Kiedy dziewczyny wykonały polecenie, pani Sokołowska zaczęła rozpinać swoją bluzkę i ją zdejmować. Miała na sobie seksowny, czarny stanik. Widziałem jak sięga do tyłu, żeby go odpiąć. Ten gest sprawił, że wypchnęła kształtne piersi jeszcze bardziej w przód.
– Jak wielkie są pani piersi? – zapytała Daria.
Nauczycielka uśmiechnęła się i odpowiedziała:
– Ten biustonosz ma rozmiar 36C, ale powoli robi się ciasny. Nie sądzę żeby piersi rosły, to raczej wina suszarki do prania.
– Tak, często tak się dzieje. – potwierdziła z uśmiechem Grażka.
– Czy golicie swoje cipki, dziewczyny? – zapytała pani Sokołowska.
– Goliłyśmy siebie nawzajem w trakcie lata z powodu kostiumów kąpielowych, ale teraz pozwalamy włoskom rosnąć. – odpowiedziała Daria.
– Mój mąż zakazuje mi się golić, a nawet skracać włosy. – skomentowała nauczycielka.
– Co pani robi latem? – zapytała zaciekawiona Grażka.
– W zasadzie, często chodzimy na plaże nudystów. – odpowiedziała kobieta z uśmiechem.
– To niech pani udowodni, że nie ma bladych śladów po stroju kąpielowym. Nie powinna się pani wstydzić, skoro jest pani nudystką.
– Najpierw wasza kolej… Całej trójki.
Od razu zacząłem się rozbierać, a one mnie obserwowały. Wszystko co zrobiła Daria, to opuszczenie spódniczki, ponieważ nie miała pod nią bielizny. Dokładnie tak, jak zapowiadała w kontekście soboty.
Grażka i nauczycielka rozebrały spódniczki i majtki, po czym patrzały przez chwilę jak mój penis drży w rytm uderzeń serca.
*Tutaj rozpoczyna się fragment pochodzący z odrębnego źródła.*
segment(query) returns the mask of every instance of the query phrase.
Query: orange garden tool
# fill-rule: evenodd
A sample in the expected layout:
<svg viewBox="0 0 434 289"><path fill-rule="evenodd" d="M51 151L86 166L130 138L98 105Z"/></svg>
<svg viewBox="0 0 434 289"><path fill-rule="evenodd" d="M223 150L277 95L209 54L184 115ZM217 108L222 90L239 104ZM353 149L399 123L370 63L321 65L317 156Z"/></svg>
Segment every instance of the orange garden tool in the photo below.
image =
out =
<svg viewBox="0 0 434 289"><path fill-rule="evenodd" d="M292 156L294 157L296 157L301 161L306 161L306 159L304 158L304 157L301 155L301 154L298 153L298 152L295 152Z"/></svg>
Dziewczyny miały śliczne, gładkie cipki, i obok pani Sokołowskiej prezentowały się niczym małe dziewczynki. Ten gąszcz włosów sprawił że chciałem widzieć więcej. Nikt nie mógł dotknąć innej osoby, ale mogliśmy patrzeć na siebie nawzajem do woli. Nauczycielka powiedziała, że wszystkie z chęcią rozszerzą dla mnie wargi sromowe palcami, jeśli będę chciał. Nie mogłem odrzucić takiej oferty.